There’s a long list of things to do, decisions to make and challenges to meet before a company’s IPO (initial public offering). You will have to resolve any accounting issues, prepare audited financial statements, decide on corporate governance, assemble a team of advisors, attorneys and underwriters, build a board of directors – and the to-do list goes on and on.
As companies approach an IPO, far too often they don’t have an intellectual property strategy or an attorney in place to protect and maximize an IP portfolio holding assets such as patents, trade secrets, trademarks and copyrights.
Easy assumption leaves much undone
It’s easy for firms preparing for an IPO to assume that IP-related due diligence consists simply of making sure that intellectual property assets are owned by the company and have no encumbrances.
What’s left undone is a careful evaluation of the IP portfolio to ensure that its assets align with the company’s post-IPO vision and that IP processes and procedures are in place to develop and protect future products and services.
The absence of an IP strategy
Many experts argue that there should be an IP strategy in place on the day that a company first opens its doors for business. Those plans should be woven into the company’s business strategy. In fact, the absence of an IP strategy that protects present assets and enables development of future assets will be viewed by many potential investors as a company-crippling flaw.
According to the Wall Street Journal, a key IP strategy element is the determination of the specific dollar amount of untapped IP value.

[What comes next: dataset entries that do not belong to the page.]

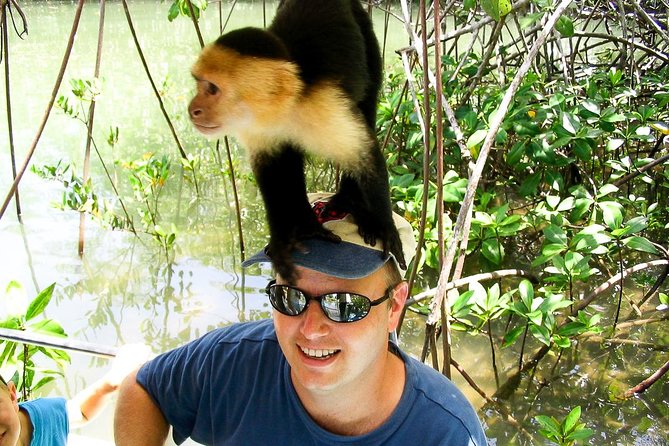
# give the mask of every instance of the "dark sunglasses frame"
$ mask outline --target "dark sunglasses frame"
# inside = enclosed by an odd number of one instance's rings
[[[388,300],[390,298],[390,296],[392,296],[393,290],[395,289],[395,286],[396,285],[388,287],[388,289],[383,294],[383,296],[381,296],[380,298],[378,298],[376,300],[371,300],[369,297],[363,296],[362,294],[351,293],[351,292],[348,292],[348,291],[335,291],[335,292],[332,292],[332,293],[321,294],[320,296],[309,297],[309,296],[306,295],[306,293],[304,291],[302,291],[299,288],[296,288],[294,286],[278,285],[276,283],[276,280],[270,280],[270,282],[265,287],[265,293],[269,297],[269,302],[270,302],[270,304],[272,304],[272,307],[274,307],[274,309],[276,311],[278,311],[279,313],[284,314],[286,316],[299,316],[300,314],[302,314],[306,311],[307,307],[309,306],[309,303],[312,300],[315,300],[316,302],[318,302],[318,304],[321,307],[321,310],[323,310],[323,313],[325,314],[325,316],[328,319],[330,319],[333,322],[345,324],[345,323],[349,323],[349,322],[357,322],[357,321],[362,320],[365,317],[367,317],[367,315],[371,311],[372,307],[375,307],[375,306],[379,305],[380,303],[385,302],[386,300]],[[302,307],[296,313],[290,313],[290,312],[284,311],[283,308],[280,305],[277,304],[277,301],[279,300],[279,298],[277,298],[273,293],[273,290],[277,290],[277,289],[288,290],[288,291],[292,290],[292,291],[297,292],[298,295],[302,299],[304,299],[304,307]],[[348,296],[351,299],[353,299],[353,298],[362,299],[362,302],[365,303],[366,307],[362,308],[362,312],[360,313],[360,315],[355,315],[354,319],[347,319],[347,320],[334,319],[333,315],[330,313],[330,309],[325,307],[325,305],[323,304],[323,299],[325,299],[327,297],[334,297],[335,299],[339,299],[339,301],[341,302],[341,298],[343,297],[341,295]],[[343,303],[350,304],[350,301],[345,300]]]

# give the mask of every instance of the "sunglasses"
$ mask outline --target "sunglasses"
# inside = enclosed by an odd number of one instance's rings
[[[309,301],[315,300],[323,309],[328,319],[334,322],[355,322],[369,314],[372,307],[388,300],[392,295],[391,286],[377,300],[371,300],[362,294],[334,292],[320,296],[307,297],[304,292],[290,285],[279,285],[270,281],[265,288],[269,301],[276,311],[286,316],[298,316],[307,309]]]

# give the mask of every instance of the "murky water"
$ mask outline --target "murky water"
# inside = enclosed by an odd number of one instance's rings
[[[186,122],[185,105],[191,89],[188,68],[198,49],[192,24],[186,19],[169,23],[167,4],[133,1],[130,10],[152,75],[163,92],[166,109],[187,152],[200,154],[198,172],[200,197],[192,182],[173,169],[160,197],[163,221],[174,222],[177,249],[167,263],[158,244],[149,236],[109,231],[87,221],[85,254],[77,254],[79,216],[52,206],[62,194],[62,185],[27,173],[21,183],[23,225],[17,222],[14,206],[0,220],[0,286],[9,280],[21,282],[27,298],[56,282],[54,302],[48,317],[55,318],[73,339],[104,345],[144,342],[156,352],[181,345],[206,331],[235,321],[266,318],[269,305],[260,293],[269,271],[248,272],[239,266],[239,237],[230,185],[217,164],[217,155],[194,134]],[[67,80],[90,77],[95,61],[98,9],[89,3],[84,9]],[[215,6],[205,14],[206,40],[217,34]],[[14,140],[19,163],[34,138],[61,62],[74,13],[74,4],[32,2],[24,5],[30,34],[25,40],[10,38]],[[271,17],[273,6],[267,9]],[[262,3],[239,3],[230,26],[262,26]],[[380,17],[379,17],[380,18]],[[398,28],[389,47],[406,39]],[[392,54],[392,52],[391,52]],[[102,61],[103,94],[96,110],[95,138],[102,157],[117,177],[126,173],[113,160],[137,159],[153,152],[169,154],[175,160],[177,148],[149,88],[120,3],[108,5]],[[0,87],[5,97],[4,84]],[[105,144],[110,126],[118,126],[119,144]],[[0,112],[0,134],[6,138],[6,116]],[[81,172],[84,128],[80,122],[54,110],[37,148],[33,165],[74,163]],[[11,183],[9,150],[6,140],[0,150],[0,191],[2,198]],[[247,255],[266,240],[264,215],[256,187],[245,179],[248,169],[243,155],[237,154],[238,181],[243,203],[243,227]],[[99,194],[110,195],[100,163],[94,158],[93,182]],[[321,179],[320,181],[327,181]],[[122,183],[122,181],[121,181]],[[124,186],[127,189],[127,184]],[[19,302],[5,302],[17,305]],[[2,316],[2,313],[0,313]],[[501,329],[500,329],[501,330]],[[419,354],[423,321],[409,316],[402,342]],[[644,329],[632,333],[645,340]],[[669,332],[664,331],[664,342]],[[658,343],[658,340],[656,340]],[[537,346],[534,346],[537,347]],[[661,364],[666,352],[634,346],[607,347],[584,342],[561,358],[544,361],[537,373],[524,379],[508,401],[508,407],[524,429],[534,434],[528,439],[502,420],[483,399],[455,374],[455,381],[477,408],[489,427],[494,444],[544,444],[536,435],[532,417],[549,414],[563,418],[575,405],[583,408],[582,421],[597,432],[592,444],[666,445],[669,388],[666,379],[647,394],[619,403],[609,398],[615,386],[624,389],[636,384]],[[490,367],[488,341],[482,337],[455,336],[454,357],[483,390],[491,395],[495,382]],[[511,370],[517,352],[502,351],[500,370]],[[630,358],[634,361],[630,363]],[[44,366],[51,364],[47,361]],[[65,380],[45,388],[42,394],[71,396],[102,374],[106,360],[81,354],[72,355]],[[539,384],[538,384],[539,383]],[[612,384],[613,383],[613,384]],[[538,390],[540,389],[540,390]],[[100,439],[111,438],[111,410],[81,431]],[[545,443],[547,444],[547,443]]]

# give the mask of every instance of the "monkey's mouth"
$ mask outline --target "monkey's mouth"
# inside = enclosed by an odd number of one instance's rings
[[[205,135],[213,135],[215,133],[218,133],[221,128],[220,125],[198,124],[196,122],[194,122],[193,125],[195,126],[198,132],[203,133]]]

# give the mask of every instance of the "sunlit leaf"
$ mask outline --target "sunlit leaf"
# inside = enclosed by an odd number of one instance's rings
[[[33,319],[35,316],[42,314],[44,309],[49,302],[51,301],[51,296],[53,295],[53,290],[56,287],[56,283],[52,283],[48,287],[44,288],[40,293],[30,302],[28,305],[28,310],[26,311],[26,321]]]
[[[570,432],[576,426],[579,418],[581,418],[581,406],[576,406],[564,419],[564,423],[562,423],[563,431]]]
[[[483,241],[481,254],[495,265],[499,265],[504,257],[504,247],[496,238],[487,239]]]
[[[472,149],[485,140],[486,135],[488,134],[488,130],[481,129],[477,130],[474,133],[471,134],[469,138],[467,138],[467,148]]]
[[[658,254],[657,248],[645,237],[632,236],[622,240],[623,245],[635,251]]]
[[[546,327],[530,325],[530,333],[542,344],[551,345],[551,334]]]
[[[602,201],[598,203],[602,210],[602,218],[609,229],[619,228],[623,223],[623,207],[615,201]]]
[[[567,245],[567,234],[564,230],[557,225],[549,225],[544,229],[544,235],[546,240],[551,243],[556,243],[560,245]]]
[[[481,8],[493,20],[499,20],[511,12],[510,0],[481,0]]]

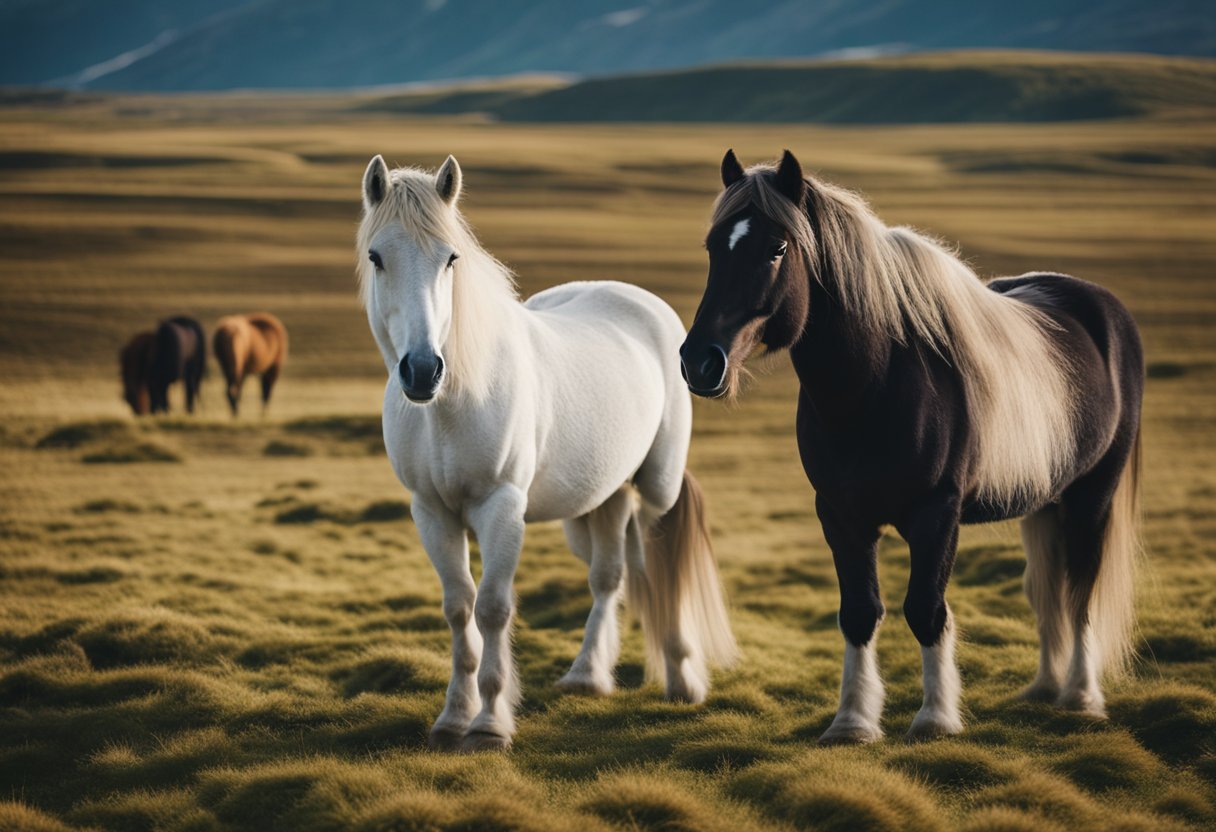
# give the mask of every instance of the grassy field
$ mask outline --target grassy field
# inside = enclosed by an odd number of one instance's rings
[[[308,96],[0,110],[0,828],[1143,829],[1216,824],[1216,124],[813,128],[404,119]],[[784,360],[699,402],[743,648],[702,707],[552,687],[590,607],[560,528],[517,582],[507,755],[425,749],[448,635],[379,437],[354,297],[367,159],[455,153],[482,239],[533,292],[617,278],[691,320],[733,146],[782,147],[988,275],[1101,282],[1149,368],[1139,660],[1091,723],[1017,702],[1035,667],[1016,527],[968,529],[949,593],[968,730],[906,746],[919,652],[884,539],[890,739],[823,749],[842,655]],[[270,413],[135,421],[116,352],[158,317],[268,309],[292,332]],[[246,391],[252,405],[253,393]],[[178,394],[180,395],[180,394]],[[175,405],[180,408],[180,399]]]

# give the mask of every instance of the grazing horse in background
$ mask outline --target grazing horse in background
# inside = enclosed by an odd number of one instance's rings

That number gives the investment banking world a window into how you plan to convert innovation into revenue.
Capital and insurance
When you understand your company’s IP value, you’re better equipped to lower the cost of capital by presenting a fuller, more compelling case to investors and bankers.
That understanding of IP value can also help you when purchasing insurance to cushion against the financial impact of legal challenges to your intellectual property from competitors or patent trolls. The latter are frequently encountered as IPOs grow nearer.
Firms without an IP strategy and the services of an experienced intellectual property attorney can be especially vulnerable to a publicity-generating IP lawsuit – or the threat of one – that can scuttle what would have otherwise been a successful IPO.